The project is focused within exploration and production of hydrocarbons, and by combining geophysical and mathematical methods we will develop new methods and insight. We aim to get added value by i) using statistical machine learning techniques to improve the way geophysical data are integrated in subsurface models, ii) realistically constraining spatio-temporal statistical models by rock physics relations. This project proposal focuses on innovative methods for exploration and safe production of hydrocarbon resources offshore Norway, developing geophysical and statistical methodologies that are also applicable to petroleum resources elsewhere, as well as other applications relying on spatio-temporal prediction and monitoring.

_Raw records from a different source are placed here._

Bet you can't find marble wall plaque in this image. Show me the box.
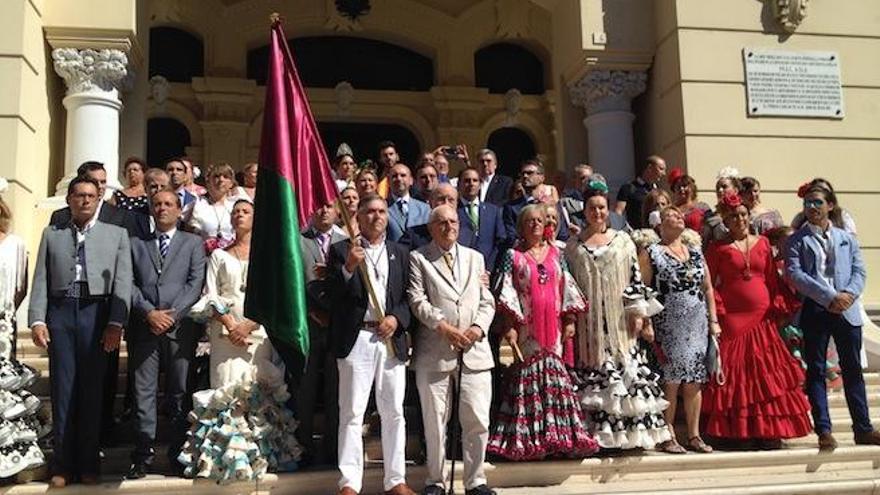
[743,48,844,119]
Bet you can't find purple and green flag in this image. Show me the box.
[244,19,337,358]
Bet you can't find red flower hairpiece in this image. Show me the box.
[798,182,810,198]
[721,191,742,210]
[666,167,684,186]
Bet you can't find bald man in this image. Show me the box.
[397,183,458,251]
[409,204,495,495]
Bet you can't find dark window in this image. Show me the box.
[318,122,421,167]
[486,127,536,177]
[147,117,191,167]
[247,36,434,91]
[474,43,544,95]
[150,27,205,82]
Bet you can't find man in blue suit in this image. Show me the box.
[785,186,880,450]
[504,158,568,242]
[165,158,198,212]
[387,163,431,242]
[458,168,507,270]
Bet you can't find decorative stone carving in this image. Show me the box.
[495,0,532,38]
[52,48,128,94]
[324,0,363,32]
[150,0,184,22]
[568,70,648,115]
[150,76,171,107]
[333,81,354,117]
[504,88,522,126]
[770,0,810,33]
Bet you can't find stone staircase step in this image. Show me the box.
[0,447,880,495]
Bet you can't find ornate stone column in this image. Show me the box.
[569,70,647,194]
[52,48,128,196]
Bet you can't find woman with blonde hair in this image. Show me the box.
[639,206,721,454]
[0,184,45,478]
[186,163,238,253]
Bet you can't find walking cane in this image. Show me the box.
[446,351,464,495]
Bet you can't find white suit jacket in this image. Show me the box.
[409,242,495,371]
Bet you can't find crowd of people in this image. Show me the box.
[0,142,880,495]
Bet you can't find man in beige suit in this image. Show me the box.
[409,205,495,495]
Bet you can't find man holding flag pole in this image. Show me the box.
[245,14,414,495]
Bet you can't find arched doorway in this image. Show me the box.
[486,127,536,177]
[318,122,421,167]
[147,117,191,167]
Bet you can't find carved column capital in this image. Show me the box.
[568,70,648,115]
[52,48,128,94]
[770,0,810,33]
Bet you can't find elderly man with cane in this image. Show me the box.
[409,205,495,495]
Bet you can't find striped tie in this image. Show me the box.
[159,234,171,260]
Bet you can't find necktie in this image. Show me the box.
[159,234,171,260]
[443,251,455,279]
[397,198,409,228]
[468,202,480,230]
[318,233,330,261]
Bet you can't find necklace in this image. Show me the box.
[733,234,752,280]
[211,198,232,239]
[232,244,248,292]
[364,242,385,283]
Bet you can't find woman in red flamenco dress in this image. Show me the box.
[703,194,812,449]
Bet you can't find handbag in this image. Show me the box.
[706,334,727,385]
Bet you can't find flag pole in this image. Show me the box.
[336,193,394,357]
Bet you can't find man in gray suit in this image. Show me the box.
[28,176,132,488]
[388,163,431,242]
[126,191,205,479]
[409,205,495,495]
[295,203,348,464]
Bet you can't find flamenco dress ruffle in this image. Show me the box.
[702,318,812,439]
[488,349,599,461]
[178,382,301,484]
[0,357,51,478]
[571,345,670,449]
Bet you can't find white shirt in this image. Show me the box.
[342,238,388,322]
[151,228,177,253]
[808,222,837,292]
[73,217,98,282]
[431,241,462,288]
[480,174,495,201]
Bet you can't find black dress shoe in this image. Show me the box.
[464,485,498,495]
[125,462,148,480]
[422,485,446,495]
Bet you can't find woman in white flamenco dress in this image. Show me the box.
[178,199,301,484]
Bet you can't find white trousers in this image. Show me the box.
[336,330,406,493]
[416,367,492,490]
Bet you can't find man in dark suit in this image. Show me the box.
[295,203,346,464]
[330,195,415,495]
[397,183,458,251]
[28,176,132,488]
[504,158,568,242]
[456,168,507,270]
[126,191,205,479]
[477,148,513,207]
[165,158,198,216]
[49,161,127,228]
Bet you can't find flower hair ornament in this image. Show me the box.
[587,180,608,194]
[721,191,742,210]
[715,166,739,180]
[666,167,684,186]
[798,182,810,198]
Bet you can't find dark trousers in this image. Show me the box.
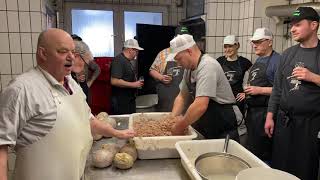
[193,100,239,142]
[272,110,320,180]
[245,107,272,161]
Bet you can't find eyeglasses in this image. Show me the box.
[250,39,269,45]
[79,54,89,66]
[71,34,82,41]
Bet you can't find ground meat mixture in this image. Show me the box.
[133,115,186,137]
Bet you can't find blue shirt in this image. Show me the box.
[256,51,281,84]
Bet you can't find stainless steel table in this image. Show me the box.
[85,115,190,180]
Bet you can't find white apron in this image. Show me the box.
[14,86,92,180]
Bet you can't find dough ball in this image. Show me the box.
[107,117,117,128]
[113,153,133,169]
[96,112,109,121]
[120,144,138,161]
[92,134,103,141]
[92,149,114,168]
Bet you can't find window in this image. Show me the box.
[71,9,114,57]
[124,11,162,40]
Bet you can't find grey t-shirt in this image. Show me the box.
[268,42,320,115]
[180,54,236,104]
[180,54,242,135]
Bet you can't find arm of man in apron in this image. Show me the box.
[90,117,134,139]
[111,77,143,88]
[244,86,272,95]
[0,145,8,180]
[171,78,190,116]
[149,69,172,84]
[171,96,210,135]
[292,67,320,86]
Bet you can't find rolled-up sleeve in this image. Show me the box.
[0,84,28,145]
[196,64,218,98]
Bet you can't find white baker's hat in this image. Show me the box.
[123,39,144,50]
[166,34,196,61]
[250,27,272,41]
[223,35,239,45]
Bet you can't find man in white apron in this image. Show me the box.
[0,29,133,180]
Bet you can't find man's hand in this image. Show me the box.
[171,116,189,135]
[292,67,317,82]
[264,112,274,138]
[115,129,135,139]
[236,93,246,102]
[76,74,86,82]
[132,81,144,88]
[244,86,262,95]
[160,75,172,84]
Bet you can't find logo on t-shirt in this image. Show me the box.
[224,71,236,82]
[250,68,260,81]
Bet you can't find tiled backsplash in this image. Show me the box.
[0,0,49,90]
[0,0,185,91]
[205,0,320,61]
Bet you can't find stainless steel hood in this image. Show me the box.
[265,2,320,23]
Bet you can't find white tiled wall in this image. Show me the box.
[205,0,255,58]
[0,0,50,91]
[205,0,320,61]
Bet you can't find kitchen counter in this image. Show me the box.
[84,115,190,180]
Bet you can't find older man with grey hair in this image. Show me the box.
[71,35,101,104]
[244,28,280,161]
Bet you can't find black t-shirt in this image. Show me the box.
[268,41,320,114]
[217,56,252,95]
[111,53,136,99]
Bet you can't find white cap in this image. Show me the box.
[223,35,239,45]
[123,39,144,50]
[250,28,272,41]
[170,34,196,54]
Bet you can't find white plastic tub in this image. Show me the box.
[175,139,269,180]
[129,113,197,159]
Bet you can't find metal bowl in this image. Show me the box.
[195,152,251,180]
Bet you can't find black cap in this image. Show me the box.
[291,7,319,22]
[175,26,190,36]
[71,34,82,41]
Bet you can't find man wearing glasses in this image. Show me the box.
[244,28,280,162]
[71,34,101,104]
[111,39,143,114]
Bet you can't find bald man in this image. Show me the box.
[0,29,134,180]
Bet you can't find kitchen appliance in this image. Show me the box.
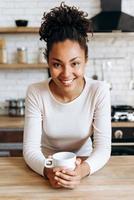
[15,19,28,27]
[6,99,25,117]
[112,105,134,155]
[91,0,134,32]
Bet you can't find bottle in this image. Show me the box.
[38,47,46,63]
[17,47,27,63]
[0,39,7,64]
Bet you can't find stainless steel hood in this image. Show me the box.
[91,0,134,32]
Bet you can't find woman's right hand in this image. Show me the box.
[44,167,63,188]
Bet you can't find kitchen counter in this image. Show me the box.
[0,116,24,129]
[0,156,134,200]
[0,116,134,129]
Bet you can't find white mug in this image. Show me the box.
[45,151,76,170]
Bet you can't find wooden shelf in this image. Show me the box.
[0,27,39,33]
[0,63,48,69]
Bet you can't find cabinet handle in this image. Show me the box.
[114,130,123,139]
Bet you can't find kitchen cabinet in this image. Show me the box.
[0,116,24,156]
[0,27,48,69]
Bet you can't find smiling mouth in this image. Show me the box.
[61,79,74,86]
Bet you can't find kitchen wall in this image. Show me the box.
[0,0,134,114]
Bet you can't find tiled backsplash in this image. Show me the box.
[0,0,134,113]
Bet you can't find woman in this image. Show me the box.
[23,3,111,188]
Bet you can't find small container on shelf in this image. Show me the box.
[17,47,27,64]
[38,47,46,63]
[0,39,7,64]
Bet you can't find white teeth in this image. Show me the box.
[62,79,73,85]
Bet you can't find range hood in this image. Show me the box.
[91,0,134,32]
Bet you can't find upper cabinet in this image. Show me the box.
[0,27,48,69]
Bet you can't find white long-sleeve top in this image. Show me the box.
[23,77,111,175]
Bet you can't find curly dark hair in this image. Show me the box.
[39,2,91,60]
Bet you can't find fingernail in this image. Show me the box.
[55,172,60,176]
[54,176,58,180]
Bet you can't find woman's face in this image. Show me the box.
[48,40,86,92]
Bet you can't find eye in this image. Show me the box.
[72,62,80,68]
[53,63,61,68]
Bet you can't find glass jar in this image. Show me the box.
[0,39,7,64]
[17,47,27,63]
[38,47,46,63]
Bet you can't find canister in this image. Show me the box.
[17,47,27,63]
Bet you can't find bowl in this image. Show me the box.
[15,19,28,26]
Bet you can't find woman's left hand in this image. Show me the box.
[54,158,89,189]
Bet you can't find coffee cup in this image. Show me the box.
[45,152,76,170]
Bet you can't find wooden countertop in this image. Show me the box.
[0,116,134,129]
[0,156,134,200]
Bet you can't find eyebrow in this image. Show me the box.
[52,56,80,62]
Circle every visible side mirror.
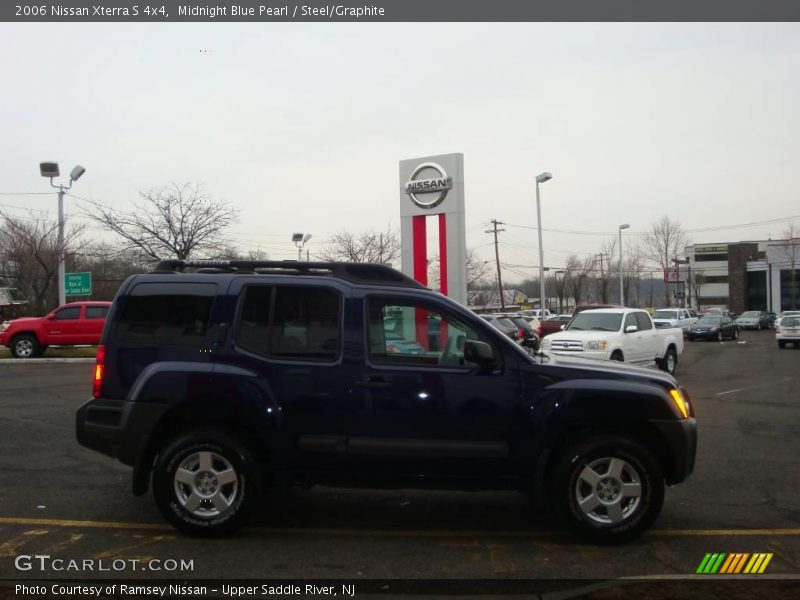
[464,340,495,369]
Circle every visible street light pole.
[292,233,311,262]
[536,172,553,319]
[39,163,86,306]
[555,271,564,314]
[620,223,630,306]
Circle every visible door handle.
[356,377,392,390]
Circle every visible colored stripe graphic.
[744,552,772,573]
[695,552,773,575]
[697,552,725,574]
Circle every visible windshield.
[697,317,722,325]
[567,311,622,331]
[653,310,678,319]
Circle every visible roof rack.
[152,258,425,288]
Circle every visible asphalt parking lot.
[0,331,800,597]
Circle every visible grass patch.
[0,346,97,358]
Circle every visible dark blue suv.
[77,260,697,543]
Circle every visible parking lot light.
[620,223,631,306]
[536,171,553,318]
[39,162,86,306]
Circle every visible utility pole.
[484,219,506,310]
[595,252,611,304]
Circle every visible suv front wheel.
[553,435,664,544]
[153,430,261,537]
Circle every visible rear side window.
[236,285,341,362]
[634,312,653,331]
[86,306,108,319]
[112,282,217,345]
[56,306,81,321]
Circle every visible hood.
[533,351,678,386]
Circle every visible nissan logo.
[406,163,453,208]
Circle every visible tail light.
[92,344,106,398]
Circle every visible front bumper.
[651,417,697,485]
[543,348,609,360]
[686,329,719,340]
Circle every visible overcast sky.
[0,22,800,280]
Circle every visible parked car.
[775,315,800,349]
[78,260,697,543]
[686,315,739,342]
[481,314,521,342]
[775,310,800,327]
[0,301,111,358]
[519,308,551,321]
[542,308,683,373]
[539,315,572,337]
[652,308,697,335]
[508,315,539,350]
[736,310,769,329]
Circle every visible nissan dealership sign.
[406,162,453,208]
[399,153,467,308]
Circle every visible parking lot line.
[716,377,794,396]
[0,517,800,538]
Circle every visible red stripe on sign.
[439,213,447,296]
[411,215,428,286]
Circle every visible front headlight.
[586,340,608,350]
[669,388,690,419]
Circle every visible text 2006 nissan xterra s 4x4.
[77,260,697,543]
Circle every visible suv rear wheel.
[553,435,664,544]
[153,430,261,537]
[11,333,42,358]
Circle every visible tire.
[153,430,261,537]
[553,435,664,544]
[11,333,42,358]
[658,346,678,375]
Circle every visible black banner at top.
[0,0,800,23]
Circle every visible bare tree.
[84,183,239,261]
[778,223,800,310]
[640,215,686,306]
[319,227,400,264]
[566,254,594,306]
[0,213,85,312]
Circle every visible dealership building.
[678,239,800,314]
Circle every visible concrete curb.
[0,358,95,365]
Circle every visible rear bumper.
[651,417,697,484]
[75,398,169,466]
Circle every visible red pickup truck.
[0,302,111,358]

PhD candidates from the current project will use basic disciplines (mathematical sciences and geophysics) to develop insight that is directly relevant to petroleum-related industries. The generic form of knowledge is also applicable to other domains of earth sciences (mining, oceanography, meteorology, etc.), as well as other industries related to energy or new digital-type companies. Key areas that will be investigated are: - geophysical analysis of uplift - new geophysical monitoring methods - elastic seismic migration and inversion Six PhDs and one postdoc will be employed by the project. Seven companies have the intent to support the project both financially and by sharing data and hosting students. Four international highly reputed academic institutions have stated their willingness and interest to participate in the project.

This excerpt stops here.